The next track, “10 Years,” is the album highlight, a heartbreaking acoustic number about growing older in the working world, and not being exactly sure how you feel about doing so. “It takes ten years to dig your own grave,” Sonin sings, plaintively, in a double-tracked vocal over a sparse finger-picked guitar figure. “It takes ten years to convince yourself that’s safe. This is the safe way, this is the best way, this is the only way, to die alone in Albany,” he continues, before really sticking the stake in the hearts of thousands of cubicle-dwellers with these lines: “Ambition will only leave you wanting. Ambition will never get you any further. Ambition will only leave you waiting . . . another ten years.” This is a devastatingly powerful song, bleak in its words, but yet somehow hopeful, or at least wistful, in its music. Haunting, either way.

“Jordan By Way of 16 Horsepower and Papa M” is Same Thing 34 Times‘ longest and noisiest track, a sprawling construction whose inspirations are laid clear in its title, which references Slint guitarist David Pajo and post-No Depression noisy-country howlers 16 Horsepower.

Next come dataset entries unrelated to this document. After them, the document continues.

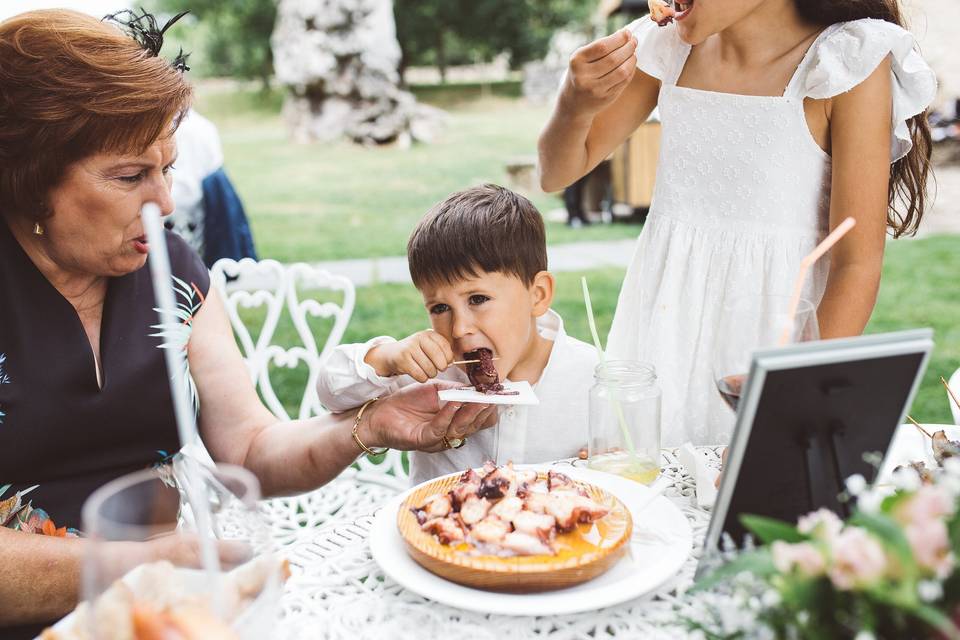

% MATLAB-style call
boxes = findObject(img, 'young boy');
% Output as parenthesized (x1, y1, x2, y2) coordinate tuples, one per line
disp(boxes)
(316, 184, 599, 485)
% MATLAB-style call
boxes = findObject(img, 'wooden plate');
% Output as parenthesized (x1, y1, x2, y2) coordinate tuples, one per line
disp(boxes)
(397, 471, 633, 593)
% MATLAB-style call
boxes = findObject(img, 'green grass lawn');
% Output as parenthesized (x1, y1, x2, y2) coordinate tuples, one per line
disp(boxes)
(244, 236, 960, 428)
(195, 86, 642, 262)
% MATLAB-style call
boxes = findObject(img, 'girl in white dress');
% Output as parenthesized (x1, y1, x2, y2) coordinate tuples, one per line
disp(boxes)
(538, 0, 936, 446)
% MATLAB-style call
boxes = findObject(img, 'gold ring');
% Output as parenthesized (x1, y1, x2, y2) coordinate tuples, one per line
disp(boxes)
(443, 436, 466, 449)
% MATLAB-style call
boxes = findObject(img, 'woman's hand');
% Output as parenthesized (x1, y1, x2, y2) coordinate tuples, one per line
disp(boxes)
(649, 0, 676, 26)
(365, 330, 455, 382)
(360, 382, 498, 453)
(558, 29, 639, 123)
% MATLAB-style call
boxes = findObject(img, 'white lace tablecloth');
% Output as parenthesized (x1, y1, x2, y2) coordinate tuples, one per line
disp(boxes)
(268, 449, 721, 640)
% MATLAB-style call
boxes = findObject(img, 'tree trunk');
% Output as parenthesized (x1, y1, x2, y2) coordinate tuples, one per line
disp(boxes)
(436, 27, 447, 84)
(271, 0, 446, 146)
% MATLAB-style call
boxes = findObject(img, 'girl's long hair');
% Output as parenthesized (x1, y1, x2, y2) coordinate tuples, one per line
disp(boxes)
(795, 0, 933, 238)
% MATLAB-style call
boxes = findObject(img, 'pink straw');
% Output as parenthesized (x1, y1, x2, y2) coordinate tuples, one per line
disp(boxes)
(779, 216, 857, 345)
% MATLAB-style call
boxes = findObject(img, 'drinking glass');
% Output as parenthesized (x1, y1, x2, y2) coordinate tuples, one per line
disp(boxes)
(712, 294, 820, 413)
(80, 462, 281, 639)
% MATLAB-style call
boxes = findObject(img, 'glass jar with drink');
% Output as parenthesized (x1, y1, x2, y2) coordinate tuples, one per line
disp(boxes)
(587, 361, 661, 484)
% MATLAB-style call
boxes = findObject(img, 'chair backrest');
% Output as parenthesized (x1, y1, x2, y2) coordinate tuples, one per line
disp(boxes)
(949, 368, 960, 426)
(210, 258, 409, 486)
(211, 258, 355, 421)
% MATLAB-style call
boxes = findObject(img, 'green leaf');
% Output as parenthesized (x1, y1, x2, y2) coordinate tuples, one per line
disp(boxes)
(740, 514, 806, 544)
(902, 601, 960, 640)
(690, 549, 776, 593)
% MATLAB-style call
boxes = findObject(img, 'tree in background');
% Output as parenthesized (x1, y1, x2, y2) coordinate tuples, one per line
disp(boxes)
(394, 0, 593, 83)
(147, 0, 276, 88)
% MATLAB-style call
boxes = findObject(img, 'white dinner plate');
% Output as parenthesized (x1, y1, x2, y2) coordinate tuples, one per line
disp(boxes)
(369, 465, 692, 616)
(438, 380, 539, 406)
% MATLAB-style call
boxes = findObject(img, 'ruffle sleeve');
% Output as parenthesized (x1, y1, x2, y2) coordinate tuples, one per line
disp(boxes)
(625, 18, 688, 83)
(797, 18, 937, 162)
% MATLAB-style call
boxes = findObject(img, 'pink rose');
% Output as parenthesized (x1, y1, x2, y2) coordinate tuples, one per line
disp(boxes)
(827, 527, 887, 590)
(797, 509, 843, 541)
(772, 541, 826, 577)
(896, 486, 954, 526)
(905, 518, 954, 578)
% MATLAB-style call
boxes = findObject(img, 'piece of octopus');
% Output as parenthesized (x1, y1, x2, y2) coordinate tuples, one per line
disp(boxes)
(469, 516, 512, 545)
(546, 494, 610, 532)
(547, 470, 588, 497)
(478, 468, 514, 500)
(511, 511, 557, 540)
(933, 431, 960, 466)
(449, 469, 483, 510)
(459, 495, 493, 526)
(489, 495, 524, 521)
(411, 493, 453, 525)
(521, 491, 553, 515)
(501, 531, 556, 556)
(420, 516, 466, 545)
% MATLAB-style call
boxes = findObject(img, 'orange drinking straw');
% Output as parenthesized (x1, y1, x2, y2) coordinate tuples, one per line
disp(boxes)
(779, 217, 857, 345)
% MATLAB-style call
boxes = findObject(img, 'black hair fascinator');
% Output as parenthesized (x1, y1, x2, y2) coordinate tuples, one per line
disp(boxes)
(102, 8, 191, 72)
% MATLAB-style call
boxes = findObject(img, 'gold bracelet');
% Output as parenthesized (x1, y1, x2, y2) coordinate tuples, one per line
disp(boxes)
(352, 398, 389, 457)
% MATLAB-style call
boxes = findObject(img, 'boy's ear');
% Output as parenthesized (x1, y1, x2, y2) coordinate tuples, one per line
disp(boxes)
(530, 271, 555, 317)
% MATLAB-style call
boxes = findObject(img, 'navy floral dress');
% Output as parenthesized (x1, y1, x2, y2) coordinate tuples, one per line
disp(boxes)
(0, 218, 209, 638)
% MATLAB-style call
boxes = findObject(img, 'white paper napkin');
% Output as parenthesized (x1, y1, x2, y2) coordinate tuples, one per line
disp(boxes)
(437, 380, 539, 405)
(677, 442, 719, 509)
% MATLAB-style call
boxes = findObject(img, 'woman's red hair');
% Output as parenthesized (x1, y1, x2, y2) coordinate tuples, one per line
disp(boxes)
(0, 9, 192, 221)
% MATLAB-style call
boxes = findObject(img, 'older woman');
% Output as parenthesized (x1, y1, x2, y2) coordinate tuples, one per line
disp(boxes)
(0, 9, 495, 637)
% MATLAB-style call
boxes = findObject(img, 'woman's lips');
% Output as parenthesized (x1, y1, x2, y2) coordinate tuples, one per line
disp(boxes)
(132, 235, 149, 254)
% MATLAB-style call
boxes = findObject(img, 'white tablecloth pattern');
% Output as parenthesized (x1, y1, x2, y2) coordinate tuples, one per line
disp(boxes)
(269, 448, 722, 640)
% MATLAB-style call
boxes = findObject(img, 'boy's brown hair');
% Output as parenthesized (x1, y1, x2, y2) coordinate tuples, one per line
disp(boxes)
(407, 184, 548, 289)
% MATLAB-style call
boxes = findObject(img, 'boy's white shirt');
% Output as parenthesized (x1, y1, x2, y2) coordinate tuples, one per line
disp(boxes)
(316, 309, 599, 486)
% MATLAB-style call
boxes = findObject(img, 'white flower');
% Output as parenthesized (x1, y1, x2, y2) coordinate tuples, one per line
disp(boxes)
(845, 474, 868, 496)
(891, 466, 922, 492)
(797, 508, 843, 541)
(854, 632, 877, 640)
(918, 580, 944, 603)
(857, 490, 885, 514)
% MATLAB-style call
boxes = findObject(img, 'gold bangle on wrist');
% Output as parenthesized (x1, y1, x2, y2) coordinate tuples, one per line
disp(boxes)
(352, 397, 389, 457)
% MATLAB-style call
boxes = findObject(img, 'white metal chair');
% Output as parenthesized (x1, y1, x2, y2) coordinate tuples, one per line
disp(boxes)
(209, 258, 409, 546)
(949, 367, 960, 426)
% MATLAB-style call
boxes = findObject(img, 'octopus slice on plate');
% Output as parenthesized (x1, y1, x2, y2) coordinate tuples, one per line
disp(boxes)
(450, 469, 482, 510)
(933, 431, 960, 466)
(460, 495, 492, 525)
(521, 491, 552, 515)
(501, 532, 556, 556)
(490, 496, 523, 521)
(478, 468, 513, 500)
(421, 517, 466, 545)
(470, 517, 511, 544)
(411, 493, 453, 524)
(545, 494, 609, 531)
(511, 511, 557, 539)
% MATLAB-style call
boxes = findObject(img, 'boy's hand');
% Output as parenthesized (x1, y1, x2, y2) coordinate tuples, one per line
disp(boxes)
(559, 28, 638, 121)
(365, 330, 455, 382)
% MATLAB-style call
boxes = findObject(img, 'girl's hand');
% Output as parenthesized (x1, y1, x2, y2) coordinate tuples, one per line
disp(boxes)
(365, 330, 455, 382)
(559, 29, 639, 121)
(649, 0, 676, 26)
(361, 382, 498, 453)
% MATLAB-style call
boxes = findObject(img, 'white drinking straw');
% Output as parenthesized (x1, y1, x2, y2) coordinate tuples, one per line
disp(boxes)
(141, 203, 222, 579)
(779, 216, 857, 345)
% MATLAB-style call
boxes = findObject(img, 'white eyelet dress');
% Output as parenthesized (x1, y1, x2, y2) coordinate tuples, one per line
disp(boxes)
(607, 18, 936, 446)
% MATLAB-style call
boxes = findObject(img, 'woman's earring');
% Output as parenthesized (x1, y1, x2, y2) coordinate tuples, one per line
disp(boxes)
(32, 222, 44, 236)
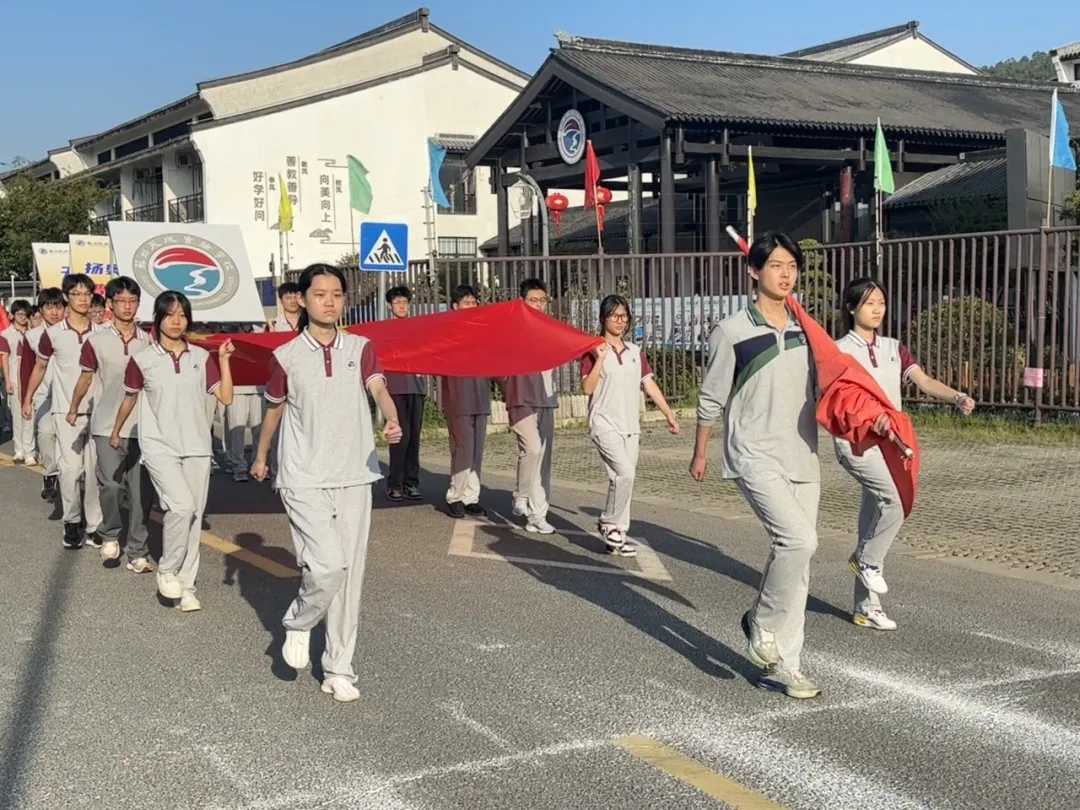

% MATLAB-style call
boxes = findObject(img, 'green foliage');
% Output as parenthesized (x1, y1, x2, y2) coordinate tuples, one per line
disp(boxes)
(1064, 189, 1080, 224)
(980, 51, 1056, 81)
(0, 170, 114, 282)
(648, 347, 702, 401)
(798, 238, 840, 332)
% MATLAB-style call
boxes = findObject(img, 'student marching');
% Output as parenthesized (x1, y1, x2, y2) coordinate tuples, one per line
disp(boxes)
(20, 288, 65, 501)
(0, 300, 34, 465)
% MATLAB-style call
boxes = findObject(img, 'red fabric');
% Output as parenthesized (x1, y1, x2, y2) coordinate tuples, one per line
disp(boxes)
(0, 307, 9, 332)
(786, 296, 920, 517)
(190, 300, 603, 387)
(584, 141, 600, 210)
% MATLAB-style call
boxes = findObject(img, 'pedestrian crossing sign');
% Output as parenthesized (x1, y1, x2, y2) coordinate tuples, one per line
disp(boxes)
(359, 222, 409, 272)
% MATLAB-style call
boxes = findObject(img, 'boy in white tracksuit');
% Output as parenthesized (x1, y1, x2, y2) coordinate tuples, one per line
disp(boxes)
(20, 289, 65, 499)
(0, 300, 34, 463)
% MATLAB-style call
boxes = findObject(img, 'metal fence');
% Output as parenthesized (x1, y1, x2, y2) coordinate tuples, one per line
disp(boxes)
(288, 225, 1080, 417)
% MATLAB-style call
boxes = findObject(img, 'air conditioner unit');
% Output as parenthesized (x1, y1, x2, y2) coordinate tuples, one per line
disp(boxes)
(134, 168, 152, 181)
(175, 153, 194, 168)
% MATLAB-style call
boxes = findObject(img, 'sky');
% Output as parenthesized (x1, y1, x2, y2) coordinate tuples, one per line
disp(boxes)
(0, 0, 1069, 163)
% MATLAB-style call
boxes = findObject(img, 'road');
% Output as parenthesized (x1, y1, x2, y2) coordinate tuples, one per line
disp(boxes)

The albums closes with another melodic-acoustic number, “Long Day,” featuring Sonin singing sweet words of sorrow at the higher end of his vocal range atop a pretty finger-picked guitar figure. The song’s sole lyrics: “It’s been a long day, without you.” Can you boil loneliness and longing down into any fewer words? I don’t think you can.

All in all, this eight song set is simply magnificent, and deserves to widely heard. Nicely enough, the entire disc is available for free download or streaming, here. (An assortment of his other albums can also be downloaded on this page. My favorites of the earlier discs are We Take the Dead and the Snow and Make Soup and Jelly Legs/Bed Sores).  I’m tremendously glad to have had the chance to get to know K. Sonin’s music while I lived in Albany, and hope he continues to make records as fine as this one. I suspect that he will.